Reputation: 174
Hi I have a front end application in react js. I using Elevenlabs to convert the text into audio. I am using streaming API of Elevenlabs so that I don't have to wait for the whole audio and can start playing it as soon as I receive it. I have used fetch to call the API and process the incoming audio data using AudioContext class.
My code is working but it has 3 problems occurring randomly
Sometimes it just don't work
Sometimes it works but the audio stops in between throwing following error: "Uncaught (in promise) DOMException: Failed to execute 'decodeAudioData' on 'BaseAudioContext': Unable to decode audio data"
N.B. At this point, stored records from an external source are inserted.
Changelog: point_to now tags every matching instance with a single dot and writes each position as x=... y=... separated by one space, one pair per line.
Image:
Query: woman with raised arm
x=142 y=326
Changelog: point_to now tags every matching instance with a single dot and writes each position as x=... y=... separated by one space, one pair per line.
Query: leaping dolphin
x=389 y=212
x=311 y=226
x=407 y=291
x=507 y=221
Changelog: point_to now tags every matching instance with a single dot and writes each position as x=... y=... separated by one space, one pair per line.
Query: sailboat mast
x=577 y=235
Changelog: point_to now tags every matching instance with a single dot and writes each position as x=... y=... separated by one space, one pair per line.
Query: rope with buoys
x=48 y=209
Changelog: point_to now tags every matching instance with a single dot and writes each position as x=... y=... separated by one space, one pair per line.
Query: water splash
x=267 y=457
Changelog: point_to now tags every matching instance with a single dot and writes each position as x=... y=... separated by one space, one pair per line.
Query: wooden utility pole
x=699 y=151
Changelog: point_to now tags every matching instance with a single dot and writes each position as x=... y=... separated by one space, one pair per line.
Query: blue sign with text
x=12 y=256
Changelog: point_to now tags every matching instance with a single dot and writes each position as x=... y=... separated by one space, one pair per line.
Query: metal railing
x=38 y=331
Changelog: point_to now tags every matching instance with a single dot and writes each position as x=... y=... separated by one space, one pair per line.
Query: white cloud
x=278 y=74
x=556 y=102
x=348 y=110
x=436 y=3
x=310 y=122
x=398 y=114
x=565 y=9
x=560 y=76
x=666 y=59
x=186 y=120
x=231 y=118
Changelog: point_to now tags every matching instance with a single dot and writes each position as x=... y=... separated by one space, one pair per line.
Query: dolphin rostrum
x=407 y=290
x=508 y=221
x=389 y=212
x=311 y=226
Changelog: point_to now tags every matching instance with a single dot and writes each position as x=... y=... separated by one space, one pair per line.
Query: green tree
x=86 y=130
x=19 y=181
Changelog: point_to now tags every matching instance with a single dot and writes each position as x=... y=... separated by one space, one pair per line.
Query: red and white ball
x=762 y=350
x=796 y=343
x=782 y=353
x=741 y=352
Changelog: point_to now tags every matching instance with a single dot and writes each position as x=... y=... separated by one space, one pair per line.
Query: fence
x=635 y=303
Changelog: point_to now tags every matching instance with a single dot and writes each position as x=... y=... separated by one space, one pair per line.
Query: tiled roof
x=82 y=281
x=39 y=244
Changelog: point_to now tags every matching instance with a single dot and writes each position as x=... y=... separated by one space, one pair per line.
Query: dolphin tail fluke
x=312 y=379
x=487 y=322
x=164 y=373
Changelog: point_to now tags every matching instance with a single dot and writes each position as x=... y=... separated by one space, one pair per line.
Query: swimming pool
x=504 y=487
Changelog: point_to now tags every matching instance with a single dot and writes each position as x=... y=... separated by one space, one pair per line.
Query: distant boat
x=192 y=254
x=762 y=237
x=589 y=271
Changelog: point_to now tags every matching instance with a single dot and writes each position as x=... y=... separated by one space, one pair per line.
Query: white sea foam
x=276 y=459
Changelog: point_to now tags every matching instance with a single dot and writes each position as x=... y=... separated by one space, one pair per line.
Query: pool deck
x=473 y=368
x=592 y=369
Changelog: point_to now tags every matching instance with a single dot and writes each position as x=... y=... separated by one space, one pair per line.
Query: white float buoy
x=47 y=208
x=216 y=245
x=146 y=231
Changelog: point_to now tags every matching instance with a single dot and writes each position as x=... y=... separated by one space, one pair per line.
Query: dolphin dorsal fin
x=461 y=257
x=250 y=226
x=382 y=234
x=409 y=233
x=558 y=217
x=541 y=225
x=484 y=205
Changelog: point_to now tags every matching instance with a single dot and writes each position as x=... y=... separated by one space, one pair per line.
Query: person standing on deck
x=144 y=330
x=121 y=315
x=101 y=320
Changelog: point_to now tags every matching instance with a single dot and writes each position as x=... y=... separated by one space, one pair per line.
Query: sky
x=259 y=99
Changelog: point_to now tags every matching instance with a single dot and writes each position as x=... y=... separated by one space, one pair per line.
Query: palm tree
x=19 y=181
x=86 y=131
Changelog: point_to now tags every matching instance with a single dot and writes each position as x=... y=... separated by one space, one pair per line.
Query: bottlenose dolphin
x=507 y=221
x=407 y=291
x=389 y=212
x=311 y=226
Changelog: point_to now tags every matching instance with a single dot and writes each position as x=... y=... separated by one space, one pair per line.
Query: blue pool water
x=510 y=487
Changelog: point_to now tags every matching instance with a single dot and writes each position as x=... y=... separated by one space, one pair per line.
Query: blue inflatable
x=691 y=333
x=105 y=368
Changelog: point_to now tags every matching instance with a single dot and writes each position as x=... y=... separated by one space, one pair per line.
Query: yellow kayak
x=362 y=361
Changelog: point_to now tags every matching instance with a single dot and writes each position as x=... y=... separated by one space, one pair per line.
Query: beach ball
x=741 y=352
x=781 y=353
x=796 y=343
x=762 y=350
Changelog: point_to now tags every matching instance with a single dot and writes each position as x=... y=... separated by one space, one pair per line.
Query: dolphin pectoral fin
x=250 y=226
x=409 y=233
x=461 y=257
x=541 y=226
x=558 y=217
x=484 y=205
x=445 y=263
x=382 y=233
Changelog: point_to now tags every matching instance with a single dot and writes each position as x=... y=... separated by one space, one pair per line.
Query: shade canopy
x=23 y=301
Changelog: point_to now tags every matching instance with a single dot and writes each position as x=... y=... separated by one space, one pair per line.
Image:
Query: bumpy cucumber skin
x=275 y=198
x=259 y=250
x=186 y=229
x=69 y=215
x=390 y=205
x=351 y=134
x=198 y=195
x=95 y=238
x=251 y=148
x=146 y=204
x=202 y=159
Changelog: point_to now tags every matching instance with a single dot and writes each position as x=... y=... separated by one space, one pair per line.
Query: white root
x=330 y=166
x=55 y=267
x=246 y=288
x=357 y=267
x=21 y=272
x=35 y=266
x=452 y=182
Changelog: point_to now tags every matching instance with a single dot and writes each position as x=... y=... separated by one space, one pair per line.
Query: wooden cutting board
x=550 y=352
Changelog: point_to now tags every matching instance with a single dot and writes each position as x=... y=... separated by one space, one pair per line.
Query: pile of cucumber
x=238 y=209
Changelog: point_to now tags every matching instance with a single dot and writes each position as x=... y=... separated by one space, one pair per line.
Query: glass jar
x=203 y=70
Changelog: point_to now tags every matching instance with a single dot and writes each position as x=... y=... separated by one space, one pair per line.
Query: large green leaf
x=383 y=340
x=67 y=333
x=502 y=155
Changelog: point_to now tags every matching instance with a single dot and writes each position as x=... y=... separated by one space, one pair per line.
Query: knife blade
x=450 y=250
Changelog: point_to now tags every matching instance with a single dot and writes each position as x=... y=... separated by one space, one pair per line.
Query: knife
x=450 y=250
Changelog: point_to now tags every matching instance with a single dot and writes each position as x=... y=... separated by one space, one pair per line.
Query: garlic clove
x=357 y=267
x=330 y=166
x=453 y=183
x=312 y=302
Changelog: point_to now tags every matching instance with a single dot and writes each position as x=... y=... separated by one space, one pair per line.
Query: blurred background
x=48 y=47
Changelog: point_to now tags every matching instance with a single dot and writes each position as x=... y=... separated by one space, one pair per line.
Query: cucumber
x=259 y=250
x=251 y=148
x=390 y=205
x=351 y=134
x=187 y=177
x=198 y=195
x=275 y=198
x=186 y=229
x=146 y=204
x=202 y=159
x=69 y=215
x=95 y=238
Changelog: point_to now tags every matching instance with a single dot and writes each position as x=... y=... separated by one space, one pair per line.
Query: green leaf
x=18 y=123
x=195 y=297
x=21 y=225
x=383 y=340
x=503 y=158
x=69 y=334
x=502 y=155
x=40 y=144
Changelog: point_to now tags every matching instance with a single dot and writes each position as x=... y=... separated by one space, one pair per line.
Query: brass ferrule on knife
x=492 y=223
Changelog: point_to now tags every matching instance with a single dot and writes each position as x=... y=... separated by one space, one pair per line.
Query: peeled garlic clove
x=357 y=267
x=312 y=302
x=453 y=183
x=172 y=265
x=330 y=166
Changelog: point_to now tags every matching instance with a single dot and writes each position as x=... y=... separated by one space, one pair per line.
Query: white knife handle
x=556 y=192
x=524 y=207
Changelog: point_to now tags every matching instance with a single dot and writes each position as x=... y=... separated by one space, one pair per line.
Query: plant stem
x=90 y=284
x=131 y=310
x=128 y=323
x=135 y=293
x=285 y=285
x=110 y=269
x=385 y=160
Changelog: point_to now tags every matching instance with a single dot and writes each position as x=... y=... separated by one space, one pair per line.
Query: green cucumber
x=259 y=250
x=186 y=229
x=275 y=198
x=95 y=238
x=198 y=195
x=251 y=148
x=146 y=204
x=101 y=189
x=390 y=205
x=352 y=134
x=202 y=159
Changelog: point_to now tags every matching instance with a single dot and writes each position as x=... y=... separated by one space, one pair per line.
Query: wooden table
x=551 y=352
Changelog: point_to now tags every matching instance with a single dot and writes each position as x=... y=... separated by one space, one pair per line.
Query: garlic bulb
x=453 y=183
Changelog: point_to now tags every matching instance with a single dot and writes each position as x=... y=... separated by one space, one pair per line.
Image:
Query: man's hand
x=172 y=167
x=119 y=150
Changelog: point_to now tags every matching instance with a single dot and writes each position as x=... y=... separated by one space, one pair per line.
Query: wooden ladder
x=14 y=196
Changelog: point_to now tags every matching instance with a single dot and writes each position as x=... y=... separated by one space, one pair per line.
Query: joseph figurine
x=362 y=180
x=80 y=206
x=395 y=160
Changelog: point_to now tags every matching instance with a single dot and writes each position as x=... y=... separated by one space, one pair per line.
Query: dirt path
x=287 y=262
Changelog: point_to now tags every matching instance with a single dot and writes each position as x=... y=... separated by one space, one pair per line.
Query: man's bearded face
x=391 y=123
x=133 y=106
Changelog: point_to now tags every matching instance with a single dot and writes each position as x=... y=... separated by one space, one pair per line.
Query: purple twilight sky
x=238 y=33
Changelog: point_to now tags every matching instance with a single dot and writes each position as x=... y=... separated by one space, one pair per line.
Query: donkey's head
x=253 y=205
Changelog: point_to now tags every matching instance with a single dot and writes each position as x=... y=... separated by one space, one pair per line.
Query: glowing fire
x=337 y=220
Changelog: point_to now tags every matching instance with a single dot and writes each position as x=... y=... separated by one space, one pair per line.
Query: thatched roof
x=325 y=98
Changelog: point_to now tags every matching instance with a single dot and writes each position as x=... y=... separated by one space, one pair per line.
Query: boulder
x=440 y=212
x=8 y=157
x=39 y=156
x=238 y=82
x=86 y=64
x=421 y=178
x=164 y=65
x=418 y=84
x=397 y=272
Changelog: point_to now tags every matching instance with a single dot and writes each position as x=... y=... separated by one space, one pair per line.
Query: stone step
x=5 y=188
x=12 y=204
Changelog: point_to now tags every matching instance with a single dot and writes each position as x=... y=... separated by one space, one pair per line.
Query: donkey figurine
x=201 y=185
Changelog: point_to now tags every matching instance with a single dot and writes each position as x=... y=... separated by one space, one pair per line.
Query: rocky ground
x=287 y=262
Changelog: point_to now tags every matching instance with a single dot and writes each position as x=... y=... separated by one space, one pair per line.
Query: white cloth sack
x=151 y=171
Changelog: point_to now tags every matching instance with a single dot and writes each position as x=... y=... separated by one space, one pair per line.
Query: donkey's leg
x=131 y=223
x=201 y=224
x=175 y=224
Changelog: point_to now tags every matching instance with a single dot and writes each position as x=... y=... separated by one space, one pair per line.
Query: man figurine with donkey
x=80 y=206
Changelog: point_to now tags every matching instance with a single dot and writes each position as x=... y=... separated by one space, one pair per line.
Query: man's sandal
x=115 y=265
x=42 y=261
Sometimes it works fine but the audio is not smooth/seamless there are some cuts and pauses while streaming.
Following is my code
import {useEffect} from "react";
function App() {
function getStreamAudio() {
let textResponse='Hey, have you been keeping up with the latest in the crypto world? Its been incredible to see how much its grown over the past few years. I get where you are coming from, but I truly believe this is the future of finance. The decentralized nature of cryptocurrencies means no more relying on traditional banks and intermediaries. Its all about financial empowerment for the masses. You have got a point there, but remember, every technology has its challenges in the beginning. The scams and volatility will decrease as the industry matures. Plus, the potential for blockchain technology beyond just currency is immense – supply chain management, healthcare, even voting systems could benefit.'
const streamingURL = "https://api.elevenlabs.io/v1/text-to-speech/MY-AUDIO-ID/stream?optimize_streaming_latency=3";
const req = new Request(streamingURL, {
method: 'POST',
body: JSON.stringify({text: textResponse}),
headers: {
'Content-Type': 'application/json',
'xi-api-key': 'MY-API-KEY',
},
});
const audioContext = new AudioContext()
fetch(req).then((resp: any) => {
const audioContext = new AudioContext()
let startTime = 0
const reader = resp.body.getReader()
const read = async () => {
await reader.read().then(({done, value}: { done: any, value: any }) => {
if (done) {
console.log("THE STREAM HAS ENDED")
return
}
audioContext.decodeAudioData(value.buffer, (audioBuffer) => {
const source = audioContext.createBufferSource();
source.buffer = audioBuffer;
source.connect(audioContext.destination);
// Wait for the current audio part to finish playing
source.onended = () => {
console.log("Ended playing: " + Date.now())
read()
};
if (startTime == 0) {
startTime = audioContext.currentTime + 0.1 //adding 50ms latency to work well across all systems
}
source.start(audioContext.currentTime)
startTime = startTime + source.buffer.duration
});
})
}
read()
})
}
const playAudio = async () => {
getStreamAudio()
};
return (
<div>
<h1>Streaming Test</h1>
<button onClick={playAudio}>Click here to Play</button>
</div>
);
}
export default App;
A help on how I can improve my code would be appreciated. Thank you.
Upvotes: 6
Views: 5099
Reputation: 21
Maybe you can use elevenlabs-js npm package. It can be more useful for you.
You can use like that:
const elevenLabs = require('elevenlabs-js');
// Set your API key
elevenLabs.setApiKey('YOUR_API_KEY');
elevenLabs.textToSpeech("YOUR_VOICE_ID", "Hello World!", "elevenlabs_multilingual_v2", {
stability: 0.95,
similarity_boost: 0.75,
style: 0.06,
use_speaker_boost: true
}).then(async (res) => {
const pipe = await res.pipe;
console.log("pipe", pipe);
// you can use pipe for what you want
});
If you need help, I'd like to help.
Upvotes: 2